Peek MCL., Ahmed M., Napoli A., Usiskin S., Baker R., Douek M.
PURPOSE: Breast-conserving surgery is effective for breast cancer treatment but is associated with morbidity in particular high re-excision rates. We performed a systematic review and meta-analysis to assess the current evidence for clinical outcomes with minimally invasive ablative techniques in the non-surgical treatment of breast cancer. METHODS: A systematic search of the literature was performed using PubMed and Medline library databases to identify all studies published between 1994 and May 2016. Studies were considered eligible for inclusion if they evaluated the role of ablative techniques in the treatment of breast cancer and included ten patients or more. Studies that failed to fulfil the inclusion criteria were excluded. RESULTS: We identified 63 studies including 1608 patients whose breast tumours were treated with radiofrequency (RFA), high intensity focussed ultrasound (HIFU), cryo-, laser or microwave ablation. Fifty studies reported on the number of patients with complete ablation as found on histopathology and the highest rate of complete ablation was achieved with RFA (87.1%, 491/564) and microwave ablation (83.2%, 89/107).

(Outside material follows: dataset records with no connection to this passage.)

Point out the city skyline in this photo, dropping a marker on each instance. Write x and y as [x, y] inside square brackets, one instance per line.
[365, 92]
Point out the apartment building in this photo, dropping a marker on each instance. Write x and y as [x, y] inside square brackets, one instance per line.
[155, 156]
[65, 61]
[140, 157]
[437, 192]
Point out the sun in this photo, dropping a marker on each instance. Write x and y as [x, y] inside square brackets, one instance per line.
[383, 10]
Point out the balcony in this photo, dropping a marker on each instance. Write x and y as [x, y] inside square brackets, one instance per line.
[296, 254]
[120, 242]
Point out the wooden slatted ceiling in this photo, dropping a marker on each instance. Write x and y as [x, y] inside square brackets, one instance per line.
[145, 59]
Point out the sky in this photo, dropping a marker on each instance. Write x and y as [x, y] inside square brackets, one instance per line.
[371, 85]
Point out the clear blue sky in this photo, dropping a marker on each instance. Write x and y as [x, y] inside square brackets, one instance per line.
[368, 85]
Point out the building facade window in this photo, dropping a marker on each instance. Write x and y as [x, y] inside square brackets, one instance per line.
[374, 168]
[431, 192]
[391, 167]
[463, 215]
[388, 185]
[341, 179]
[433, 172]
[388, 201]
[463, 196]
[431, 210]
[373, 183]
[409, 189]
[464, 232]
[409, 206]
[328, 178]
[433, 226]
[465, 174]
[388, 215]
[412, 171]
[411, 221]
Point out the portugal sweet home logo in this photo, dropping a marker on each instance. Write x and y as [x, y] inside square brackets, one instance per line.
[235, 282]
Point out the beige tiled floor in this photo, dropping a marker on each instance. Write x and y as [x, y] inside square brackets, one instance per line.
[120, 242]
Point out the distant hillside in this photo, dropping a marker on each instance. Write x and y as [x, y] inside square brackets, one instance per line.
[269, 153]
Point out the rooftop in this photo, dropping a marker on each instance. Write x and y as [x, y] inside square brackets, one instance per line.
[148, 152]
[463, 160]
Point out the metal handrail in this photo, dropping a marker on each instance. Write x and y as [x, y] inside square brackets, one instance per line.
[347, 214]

Short-term complications were most often reported with microwave ablation (14.6%, 21/144). Recurrence was reported in 24 patients (4.2%, 24/570) and most often with laser ablation (10.7%, 11/103). The shortest treatment times were observed with RFA (15.6 ± 5.6 min) and the longest with HIFU (101.5 ± 46.6 min). CONCLUSION: Minimally invasive ablative techniques are able to successfully induce coagulative necrosis in breast cancer with a low side effect profile. Adequately powered and prospectively conducted cohort trials are required to confirm complete pathological ablation in all patients.